Joseph Holler's Open Source GIScience Resources at Middlebury College

Demographic and Health Surveys Data

: In this lesson, we will access and investigate DHS survey data for Malawi.

Instructions

Note: these instructions are for current course students only, whose email addresses have been shared with the DHS Survey program. The instructions will be removed once all the current students have gained access.

  1. Go to https://dhsprogram.com/Data/
  2. Create an account with your college e-mail address
  3. Within the Datasets menu, Create a new project
  4. Enter the following information: Project Title: Reproducing a Vulnerability Model of Malawi Co-researchers Name: Joseph Holler Co-researchers Email Address: josephh@middlebury.edu Description of Study: The purpose of this study with Professor Joseph Holler is to reproduce the methods of a published research article: Malcomb, D. W., E. A. Weaver, and A. R. Krakowka. 2014. Vulnerability modeling for sub-Saharan Africa: An operationalized approach in Malawi. Applied Geography 48:17–30. http://dx.doi.org/10.1016/j.apgeog.2014.01.004. The authors of this paper used geocoded DHS surveys for Malawi in 2004 and 2010, in combination with FEWSnet livelihood data and UNEP flood and drought risk data. Following the author’s methodology, we plan to download the data using the rdhs package for R and aggregate the data at Malawi’s 2nd administrative level: districts. We will be working with a GitHub repository that stores the raw data locally in a directory ignored by the .gitignore file, and only moves the data into a shared and version-controlled directory once it has been aggregated to the District level. This will ensure that the privacy of survey respondents and requirements of data partners are protected, because all of the data will be aggregated into district polygons, as already shown and published in Malcomb et al (2014).
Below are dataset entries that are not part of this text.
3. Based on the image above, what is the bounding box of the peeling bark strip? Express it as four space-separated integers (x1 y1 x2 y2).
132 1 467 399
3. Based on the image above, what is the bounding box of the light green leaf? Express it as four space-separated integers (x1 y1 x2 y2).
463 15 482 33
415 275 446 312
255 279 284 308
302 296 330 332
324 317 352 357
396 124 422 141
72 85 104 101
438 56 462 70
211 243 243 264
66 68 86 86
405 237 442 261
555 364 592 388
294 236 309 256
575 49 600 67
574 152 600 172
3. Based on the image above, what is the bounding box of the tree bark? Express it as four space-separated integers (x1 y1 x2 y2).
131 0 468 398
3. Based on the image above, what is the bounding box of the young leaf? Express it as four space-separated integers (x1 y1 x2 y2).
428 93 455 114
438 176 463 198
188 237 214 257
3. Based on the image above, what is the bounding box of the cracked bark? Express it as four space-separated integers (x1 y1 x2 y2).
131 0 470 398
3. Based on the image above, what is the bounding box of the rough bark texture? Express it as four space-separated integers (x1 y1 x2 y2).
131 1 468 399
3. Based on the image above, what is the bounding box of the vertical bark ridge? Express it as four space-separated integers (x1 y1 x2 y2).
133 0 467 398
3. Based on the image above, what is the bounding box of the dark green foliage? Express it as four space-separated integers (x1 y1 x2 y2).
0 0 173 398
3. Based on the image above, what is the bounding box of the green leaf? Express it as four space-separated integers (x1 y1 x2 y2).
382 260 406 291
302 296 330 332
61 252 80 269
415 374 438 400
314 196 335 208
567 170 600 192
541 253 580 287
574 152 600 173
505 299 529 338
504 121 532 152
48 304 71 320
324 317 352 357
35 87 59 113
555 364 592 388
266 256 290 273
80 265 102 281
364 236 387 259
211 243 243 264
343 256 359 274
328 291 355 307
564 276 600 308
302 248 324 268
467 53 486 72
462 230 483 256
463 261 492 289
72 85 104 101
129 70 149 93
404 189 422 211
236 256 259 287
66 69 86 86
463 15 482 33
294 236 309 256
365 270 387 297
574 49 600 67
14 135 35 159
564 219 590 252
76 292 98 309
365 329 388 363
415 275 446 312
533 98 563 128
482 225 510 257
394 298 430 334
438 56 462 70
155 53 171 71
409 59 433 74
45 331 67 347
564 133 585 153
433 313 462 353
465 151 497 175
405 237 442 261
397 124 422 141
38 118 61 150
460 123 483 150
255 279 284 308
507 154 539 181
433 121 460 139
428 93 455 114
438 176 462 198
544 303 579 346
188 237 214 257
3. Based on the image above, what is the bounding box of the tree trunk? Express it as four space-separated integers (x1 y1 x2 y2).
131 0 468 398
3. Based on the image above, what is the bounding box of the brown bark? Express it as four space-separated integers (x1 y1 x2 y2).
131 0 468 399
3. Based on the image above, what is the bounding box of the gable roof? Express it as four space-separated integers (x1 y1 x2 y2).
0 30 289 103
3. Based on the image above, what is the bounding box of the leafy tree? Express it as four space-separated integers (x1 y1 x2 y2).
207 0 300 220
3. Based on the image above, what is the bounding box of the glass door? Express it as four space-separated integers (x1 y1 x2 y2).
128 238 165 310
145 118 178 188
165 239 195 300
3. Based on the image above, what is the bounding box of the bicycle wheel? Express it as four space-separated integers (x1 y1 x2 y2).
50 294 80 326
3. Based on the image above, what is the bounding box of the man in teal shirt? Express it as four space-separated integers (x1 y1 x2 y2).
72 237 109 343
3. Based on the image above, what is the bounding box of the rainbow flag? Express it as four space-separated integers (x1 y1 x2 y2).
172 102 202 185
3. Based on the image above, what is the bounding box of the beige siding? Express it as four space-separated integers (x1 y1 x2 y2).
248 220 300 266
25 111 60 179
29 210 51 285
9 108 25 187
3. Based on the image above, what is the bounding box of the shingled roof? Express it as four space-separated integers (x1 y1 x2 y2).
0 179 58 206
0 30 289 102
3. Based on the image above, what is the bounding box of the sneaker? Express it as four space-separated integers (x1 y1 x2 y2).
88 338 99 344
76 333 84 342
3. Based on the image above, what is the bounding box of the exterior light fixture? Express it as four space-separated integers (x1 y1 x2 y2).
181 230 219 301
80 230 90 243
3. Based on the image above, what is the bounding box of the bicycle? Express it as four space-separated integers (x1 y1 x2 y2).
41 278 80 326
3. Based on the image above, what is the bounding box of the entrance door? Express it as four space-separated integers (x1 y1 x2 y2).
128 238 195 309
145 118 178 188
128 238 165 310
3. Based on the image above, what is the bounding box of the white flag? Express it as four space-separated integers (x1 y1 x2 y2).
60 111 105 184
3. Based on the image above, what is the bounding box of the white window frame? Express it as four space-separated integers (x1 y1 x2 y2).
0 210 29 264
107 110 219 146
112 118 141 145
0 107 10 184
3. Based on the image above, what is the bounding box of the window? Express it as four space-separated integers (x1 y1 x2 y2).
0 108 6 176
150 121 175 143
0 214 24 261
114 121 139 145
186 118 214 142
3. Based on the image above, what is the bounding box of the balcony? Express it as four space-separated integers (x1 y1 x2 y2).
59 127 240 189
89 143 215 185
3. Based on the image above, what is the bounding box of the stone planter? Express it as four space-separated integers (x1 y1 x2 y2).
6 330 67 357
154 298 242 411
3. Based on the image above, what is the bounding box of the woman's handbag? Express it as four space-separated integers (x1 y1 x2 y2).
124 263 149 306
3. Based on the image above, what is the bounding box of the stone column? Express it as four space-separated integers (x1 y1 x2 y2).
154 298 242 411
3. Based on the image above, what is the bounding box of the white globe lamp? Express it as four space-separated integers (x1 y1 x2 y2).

The raw individual-level data will be deleted once the analysis is complete by May 31, 2021.
  5. Choose Region: Sub-Saharan Africa
  6. Click Show GPS Datasets at the top-left of the country tables
  7. Check Survey and GPS data for Malawi
  8. Save selection
  9. Read and agree to the conditions of use for the DHS Program datasets and save these conditions for your metadata records.
  10. Enter a Justification for using DHS Program Geographic Datasets: The research aim is to reproduce Malcomb et al (2014) in which GPS Datasets are used to spatially join DHS Survey data to Malawi’s Districts for the purpose of sub-national climate change vulnerability mapping. Therefore, the research will not be reproducible without the geographic datasets.